I wrote and I enjoyed a date night with my husband.
I wrote and I went to bed.
Then I would wake up and write again.
Let me tell you, it was one crazy month!
Writing became intertwined with every part of my daily life. Life kept going and I kept writing. It was constantly in the back of my mind. I was either thinking about what I had written or what I was going to write about all the time. It was truly exhausting!
Am I glad it's over? Yes. Am I sad it's over? Yes! But mostly, I'm just grateful. I'm so grateful for this journey. I'm so grateful for this experience. I'm so grateful for my obedience to God. I'm so grateful for all of the encouragement and blessings I received from all of you. I'm so grateful that God shined His Light into all of my fears and through my stories, He was able to shine His light into your lives and fears as well.
Let's keep shining His Light within the darkness of ourselves so that we can be a brighter Light for Him in this world!
Blessings to you all!
PRAY WITH ME:
Father, I give all of my fears to You! Fear is a struggle that I have to face each day. I break the power of those fears with Your precious word. Help me to remind myself when fears creep into my mind that You haven't give me a spirit of fear, but of power, love and self-control.
Thank you for using my blogs for Your bigger purpose. Thank you for helping me conquer my fears through faith in You. Thank you for giving me the opportunity to encourage others and share Your love with others through this journey. I pray that You will continue to show everyone Your love and fill everyone with Your faith. God, I pray that You will shine Your light into the fears that we all have and give us all bold confidence to walk forward trusting You with our lives. Fill us all with Your faith instead of fear. Let fear be conquered in Jesus' name! Amen.

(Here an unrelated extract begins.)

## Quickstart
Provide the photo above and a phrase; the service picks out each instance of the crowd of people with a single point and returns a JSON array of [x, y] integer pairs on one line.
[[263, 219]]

To the Readers: Seriously...thank you! I truly appreciate those of you who took the time to share a kind word and words of encouragement. This was such an exhausting month, but when you took the time to read and comment on my blogs, it really made me smile and gave me that extra boost I needed to keep writing. I will keep writing because I've learned that God can really speak through me in my writing, but I'm taking a break for a while, as I'm sure you can understand. :-) I really need to give my family my undivided attention. I will wait to see what God has for me next. In the meantime, keep shining!